How to Stop a Child from Lying: 6 Questions to Ask

By Sensei Serge Sognonvi and Carmen Sognonvi
Originally published at

Throughout June 2011, we’ll be working on the concept of “integrity” as part of our Powerful Words character development curriculum.

All our discussions and activities will aim to help our students understand what it means to be true to oneself, one’s values and principles, one’s word, and one’s standards and beliefs.

In this video, Dr. Robyn Silverman, creator of Powerful Words, gives advice to a parent who just caught their 6-year-old son telling his first lie:

We want our children to do what is right and honest, not what is easiest and fastest. But we can’t always be there at their side, so how can we help our children make the right choices even when we’re not around?

Dr. Robyn recommends teaching your children to ask themselves the following 6 powerful questions.

1. What is the voice inside my gut telling me to do?
Our bodies often tell us what our mind is trying to disguise. Next time your child chooses right over wrong, ask them what made them go with that decision?

2. Could I look my parents/teacher/friend in the eye after I do this?
If they can’t look someone in the eye, they’re on the verge of making a poor choice.
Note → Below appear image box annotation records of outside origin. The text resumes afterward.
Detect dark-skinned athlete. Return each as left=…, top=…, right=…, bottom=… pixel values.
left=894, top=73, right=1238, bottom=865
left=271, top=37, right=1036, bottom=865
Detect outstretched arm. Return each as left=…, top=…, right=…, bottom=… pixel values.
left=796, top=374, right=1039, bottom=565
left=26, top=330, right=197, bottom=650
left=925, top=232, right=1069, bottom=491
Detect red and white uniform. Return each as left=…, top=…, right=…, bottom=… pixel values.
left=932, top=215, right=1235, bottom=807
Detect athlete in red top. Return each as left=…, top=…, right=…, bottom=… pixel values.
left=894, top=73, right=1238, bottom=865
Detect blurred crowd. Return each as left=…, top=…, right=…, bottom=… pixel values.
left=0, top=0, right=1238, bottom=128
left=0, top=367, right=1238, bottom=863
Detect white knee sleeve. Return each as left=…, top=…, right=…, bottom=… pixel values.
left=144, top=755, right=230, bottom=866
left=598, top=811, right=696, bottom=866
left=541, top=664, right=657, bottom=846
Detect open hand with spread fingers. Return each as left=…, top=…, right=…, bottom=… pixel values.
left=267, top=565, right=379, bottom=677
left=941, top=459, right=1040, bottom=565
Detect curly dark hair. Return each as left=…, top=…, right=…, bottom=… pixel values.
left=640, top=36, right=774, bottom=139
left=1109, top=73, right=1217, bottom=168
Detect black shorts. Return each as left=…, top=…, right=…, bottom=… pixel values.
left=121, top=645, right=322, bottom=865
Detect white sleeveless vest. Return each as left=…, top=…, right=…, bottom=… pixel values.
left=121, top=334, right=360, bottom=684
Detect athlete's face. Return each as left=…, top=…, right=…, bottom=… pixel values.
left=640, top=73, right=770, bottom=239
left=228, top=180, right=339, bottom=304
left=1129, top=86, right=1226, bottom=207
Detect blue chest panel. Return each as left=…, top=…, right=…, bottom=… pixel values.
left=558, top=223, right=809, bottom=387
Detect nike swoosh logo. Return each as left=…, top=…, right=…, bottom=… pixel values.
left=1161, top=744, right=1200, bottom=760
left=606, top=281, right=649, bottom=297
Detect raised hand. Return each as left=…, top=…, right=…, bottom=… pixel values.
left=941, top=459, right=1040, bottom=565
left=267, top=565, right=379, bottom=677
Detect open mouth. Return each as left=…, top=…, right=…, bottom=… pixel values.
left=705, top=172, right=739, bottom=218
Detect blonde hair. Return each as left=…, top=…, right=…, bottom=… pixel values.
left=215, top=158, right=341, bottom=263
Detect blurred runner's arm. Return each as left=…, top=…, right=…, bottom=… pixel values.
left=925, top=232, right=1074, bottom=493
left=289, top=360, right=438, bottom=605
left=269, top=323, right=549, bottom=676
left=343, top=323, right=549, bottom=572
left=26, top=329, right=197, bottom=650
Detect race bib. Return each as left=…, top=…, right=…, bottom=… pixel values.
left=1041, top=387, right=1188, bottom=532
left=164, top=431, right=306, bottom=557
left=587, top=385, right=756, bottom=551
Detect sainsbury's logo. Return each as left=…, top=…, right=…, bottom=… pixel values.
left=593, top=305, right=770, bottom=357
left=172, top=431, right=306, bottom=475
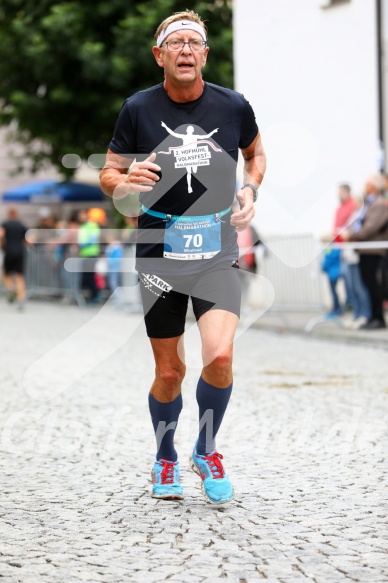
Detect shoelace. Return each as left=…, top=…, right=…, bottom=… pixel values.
left=205, top=451, right=225, bottom=480
left=160, top=460, right=175, bottom=484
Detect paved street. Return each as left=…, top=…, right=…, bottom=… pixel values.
left=0, top=298, right=388, bottom=583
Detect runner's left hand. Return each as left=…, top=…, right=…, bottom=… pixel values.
left=230, top=188, right=255, bottom=231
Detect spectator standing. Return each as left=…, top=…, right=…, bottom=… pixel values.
left=78, top=208, right=105, bottom=304
left=47, top=211, right=80, bottom=303
left=105, top=238, right=124, bottom=304
left=0, top=207, right=27, bottom=310
left=237, top=220, right=261, bottom=315
left=334, top=183, right=356, bottom=309
left=341, top=197, right=372, bottom=330
left=321, top=247, right=342, bottom=318
left=342, top=174, right=388, bottom=330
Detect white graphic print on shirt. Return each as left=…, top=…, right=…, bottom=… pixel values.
left=158, top=121, right=222, bottom=193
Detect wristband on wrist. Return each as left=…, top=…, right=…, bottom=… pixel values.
left=241, top=182, right=257, bottom=202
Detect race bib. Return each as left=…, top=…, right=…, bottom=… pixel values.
left=163, top=216, right=221, bottom=261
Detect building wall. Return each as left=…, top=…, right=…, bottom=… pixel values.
left=234, top=0, right=378, bottom=235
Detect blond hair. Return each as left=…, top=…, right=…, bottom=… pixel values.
left=154, top=10, right=207, bottom=40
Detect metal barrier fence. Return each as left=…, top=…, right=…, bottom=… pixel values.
left=4, top=235, right=388, bottom=311
left=259, top=235, right=324, bottom=311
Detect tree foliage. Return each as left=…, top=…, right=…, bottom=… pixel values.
left=0, top=0, right=233, bottom=176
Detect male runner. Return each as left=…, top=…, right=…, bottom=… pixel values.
left=101, top=11, right=265, bottom=504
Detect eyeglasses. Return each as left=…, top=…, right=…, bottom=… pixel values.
left=161, top=40, right=207, bottom=53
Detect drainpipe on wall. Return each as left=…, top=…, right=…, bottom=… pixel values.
left=376, top=0, right=385, bottom=174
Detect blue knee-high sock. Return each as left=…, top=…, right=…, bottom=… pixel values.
left=148, top=393, right=183, bottom=462
left=196, top=377, right=233, bottom=455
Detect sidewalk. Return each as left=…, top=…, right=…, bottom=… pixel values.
left=255, top=310, right=388, bottom=349
left=0, top=298, right=388, bottom=583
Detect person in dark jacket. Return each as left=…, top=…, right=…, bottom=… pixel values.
left=0, top=207, right=27, bottom=309
left=342, top=174, right=388, bottom=330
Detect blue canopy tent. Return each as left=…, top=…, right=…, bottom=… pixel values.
left=2, top=180, right=106, bottom=204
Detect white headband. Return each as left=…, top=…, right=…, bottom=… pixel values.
left=156, top=20, right=206, bottom=47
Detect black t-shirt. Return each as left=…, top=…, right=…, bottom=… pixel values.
left=109, top=83, right=258, bottom=274
left=1, top=220, right=27, bottom=257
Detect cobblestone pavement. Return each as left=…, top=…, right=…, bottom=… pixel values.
left=0, top=300, right=388, bottom=583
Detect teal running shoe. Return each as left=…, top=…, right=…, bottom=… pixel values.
left=151, top=459, right=183, bottom=500
left=190, top=447, right=233, bottom=504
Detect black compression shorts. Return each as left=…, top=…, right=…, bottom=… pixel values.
left=139, top=261, right=241, bottom=338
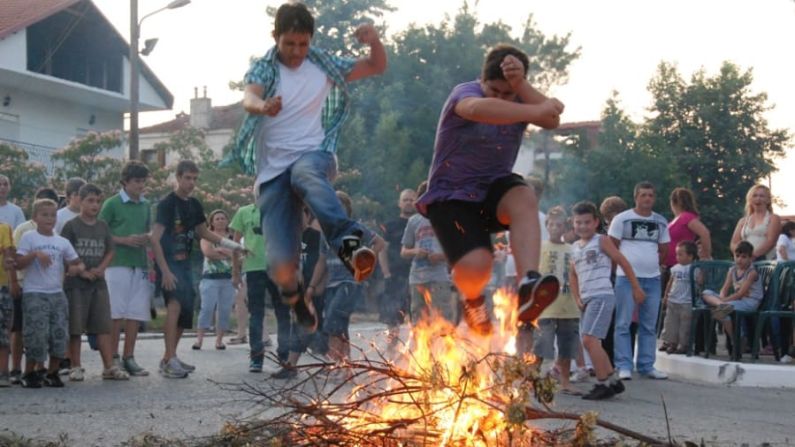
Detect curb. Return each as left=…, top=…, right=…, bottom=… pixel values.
left=654, top=352, right=795, bottom=389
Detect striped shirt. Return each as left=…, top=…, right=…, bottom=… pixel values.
left=229, top=46, right=356, bottom=175
left=571, top=234, right=613, bottom=301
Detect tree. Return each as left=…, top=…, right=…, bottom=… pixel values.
left=544, top=92, right=683, bottom=213
left=644, top=62, right=791, bottom=255
left=52, top=130, right=123, bottom=192
left=0, top=143, right=48, bottom=210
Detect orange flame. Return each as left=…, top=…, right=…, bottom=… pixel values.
left=342, top=290, right=531, bottom=447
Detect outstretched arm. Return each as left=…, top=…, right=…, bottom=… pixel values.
left=345, top=23, right=386, bottom=82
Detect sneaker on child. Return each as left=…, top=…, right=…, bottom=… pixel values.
left=464, top=295, right=492, bottom=336
left=121, top=356, right=149, bottom=377
left=518, top=270, right=560, bottom=323
left=337, top=230, right=376, bottom=282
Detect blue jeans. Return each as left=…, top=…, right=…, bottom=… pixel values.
left=246, top=270, right=290, bottom=361
left=613, top=276, right=661, bottom=374
left=323, top=282, right=362, bottom=338
left=257, top=151, right=373, bottom=265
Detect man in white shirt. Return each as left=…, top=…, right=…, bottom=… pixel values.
left=608, top=182, right=671, bottom=380
left=55, top=177, right=86, bottom=234
left=232, top=3, right=386, bottom=329
left=0, top=174, right=25, bottom=229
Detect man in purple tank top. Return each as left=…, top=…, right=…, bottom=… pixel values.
left=417, top=45, right=563, bottom=335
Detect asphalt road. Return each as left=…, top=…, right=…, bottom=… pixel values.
left=0, top=324, right=795, bottom=446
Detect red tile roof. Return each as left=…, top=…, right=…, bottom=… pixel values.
left=139, top=101, right=243, bottom=134
left=0, top=0, right=82, bottom=39
left=0, top=0, right=174, bottom=109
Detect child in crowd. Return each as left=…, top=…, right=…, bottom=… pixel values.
left=776, top=221, right=795, bottom=262
left=16, top=199, right=84, bottom=388
left=660, top=241, right=698, bottom=354
left=702, top=241, right=763, bottom=335
left=10, top=188, right=58, bottom=384
left=99, top=160, right=153, bottom=377
left=193, top=210, right=235, bottom=351
left=569, top=202, right=645, bottom=400
left=61, top=183, right=130, bottom=382
left=533, top=206, right=581, bottom=395
left=55, top=177, right=86, bottom=234
left=0, top=222, right=18, bottom=387
left=150, top=160, right=244, bottom=379
left=320, top=191, right=362, bottom=372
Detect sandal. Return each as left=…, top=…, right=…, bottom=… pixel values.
left=227, top=337, right=248, bottom=345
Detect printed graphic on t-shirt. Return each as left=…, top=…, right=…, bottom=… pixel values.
left=623, top=219, right=663, bottom=244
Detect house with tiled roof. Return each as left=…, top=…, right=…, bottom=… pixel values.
left=0, top=0, right=174, bottom=172
left=138, top=87, right=244, bottom=166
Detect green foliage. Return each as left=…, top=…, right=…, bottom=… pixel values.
left=552, top=62, right=791, bottom=257
left=544, top=93, right=684, bottom=213
left=52, top=130, right=123, bottom=192
left=332, top=0, right=580, bottom=221
left=0, top=143, right=48, bottom=210
left=644, top=62, right=791, bottom=255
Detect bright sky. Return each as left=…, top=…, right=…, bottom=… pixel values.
left=94, top=0, right=795, bottom=214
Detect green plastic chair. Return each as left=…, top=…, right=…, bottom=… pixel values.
left=751, top=261, right=795, bottom=361
left=731, top=261, right=778, bottom=362
left=687, top=261, right=734, bottom=358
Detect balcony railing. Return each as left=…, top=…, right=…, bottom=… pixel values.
left=0, top=138, right=56, bottom=175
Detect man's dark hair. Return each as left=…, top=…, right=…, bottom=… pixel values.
left=66, top=177, right=86, bottom=198
left=734, top=241, right=754, bottom=256
left=571, top=202, right=599, bottom=220
left=33, top=188, right=59, bottom=204
left=273, top=2, right=315, bottom=37
left=121, top=160, right=149, bottom=185
left=79, top=183, right=102, bottom=200
left=480, top=44, right=530, bottom=81
left=177, top=160, right=199, bottom=177
left=676, top=241, right=696, bottom=259
left=781, top=220, right=795, bottom=237
left=632, top=181, right=655, bottom=197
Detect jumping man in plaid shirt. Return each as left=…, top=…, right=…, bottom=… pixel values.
left=233, top=3, right=386, bottom=331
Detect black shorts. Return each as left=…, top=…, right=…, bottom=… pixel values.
left=428, top=174, right=528, bottom=265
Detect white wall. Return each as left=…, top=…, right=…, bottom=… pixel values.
left=0, top=29, right=28, bottom=71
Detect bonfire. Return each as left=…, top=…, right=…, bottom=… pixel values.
left=222, top=290, right=660, bottom=447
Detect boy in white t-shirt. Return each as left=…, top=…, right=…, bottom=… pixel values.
left=17, top=199, right=84, bottom=388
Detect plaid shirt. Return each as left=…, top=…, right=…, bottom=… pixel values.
left=229, top=46, right=356, bottom=175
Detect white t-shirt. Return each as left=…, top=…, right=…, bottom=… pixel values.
left=54, top=206, right=80, bottom=234
left=17, top=231, right=77, bottom=293
left=255, top=59, right=332, bottom=191
left=668, top=264, right=693, bottom=304
left=607, top=209, right=671, bottom=278
left=0, top=202, right=25, bottom=229
left=776, top=234, right=795, bottom=261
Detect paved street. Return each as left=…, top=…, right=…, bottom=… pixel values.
left=0, top=324, right=795, bottom=446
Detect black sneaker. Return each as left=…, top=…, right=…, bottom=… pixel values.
left=518, top=270, right=560, bottom=323
left=610, top=380, right=626, bottom=394
left=337, top=230, right=376, bottom=282
left=44, top=372, right=63, bottom=388
left=582, top=383, right=616, bottom=400
left=58, top=359, right=72, bottom=376
left=19, top=372, right=41, bottom=388
left=464, top=295, right=492, bottom=336
left=271, top=366, right=298, bottom=380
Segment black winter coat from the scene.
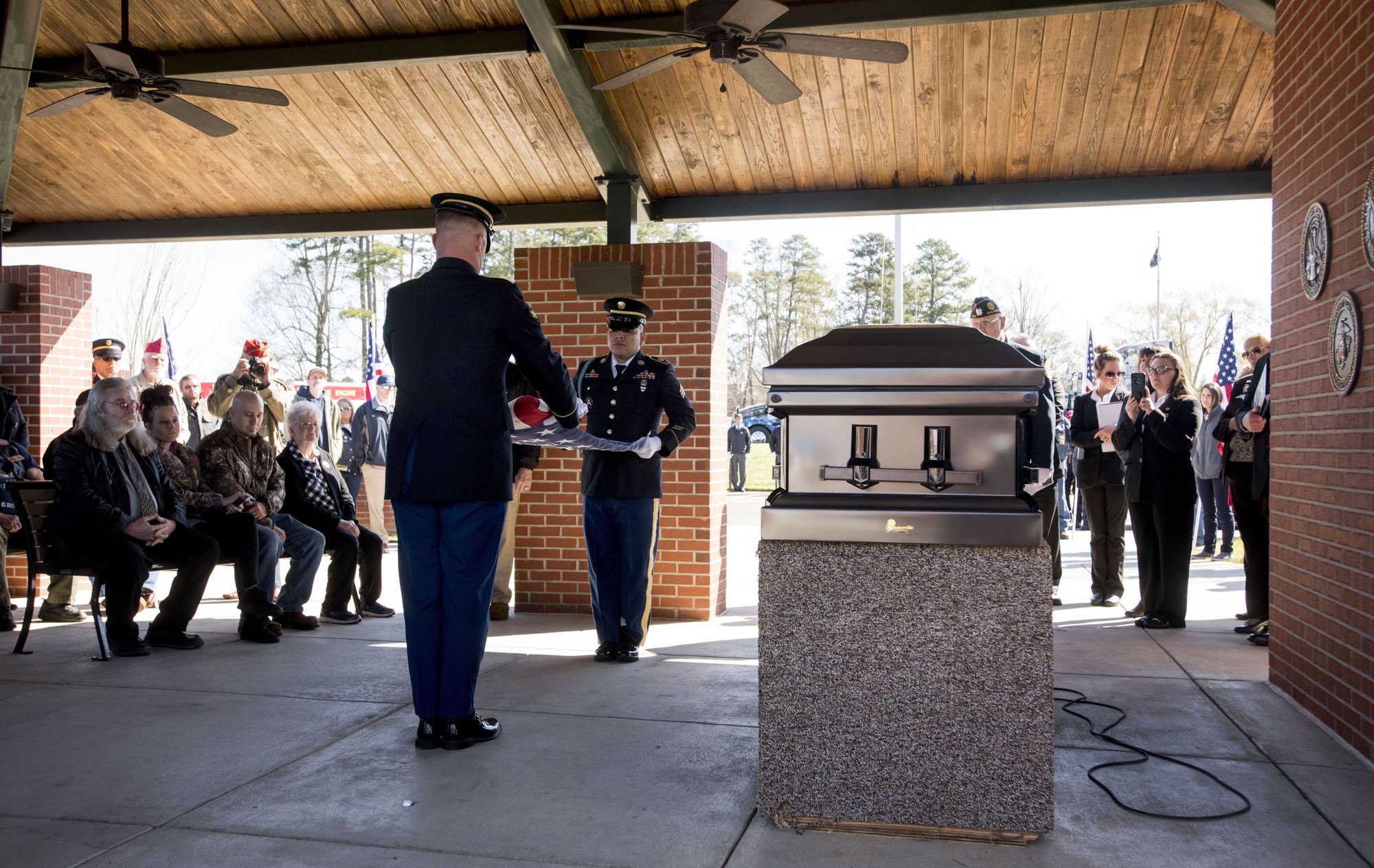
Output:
[382,257,580,503]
3. Could I look at myself in the mirror after I do this?
If they can’t look at their own reflection in the mirror and feel proud, they should take it as a warning that they might be doing something they’ll come to regret.

4. Would I do this whether someone was watching me or not?
The definition of integrity is choosing to do the right thing, whether eyes are on us or not.

5. Does the end justify the means?
Getting an A on a test is good, but not if it happens because of cheating. Kids need to understand they should choose what’s right over what’s best.

6. Am I being who I am, or am I being who others want me to be?
Not being ourself does a disservice not only to us, but to others. When we don’t allow others to get to know the real individual we are, we’re building friendships based on a lie. Ask your child, do you want people to like you for who you are? Or for who you’re pretending to be?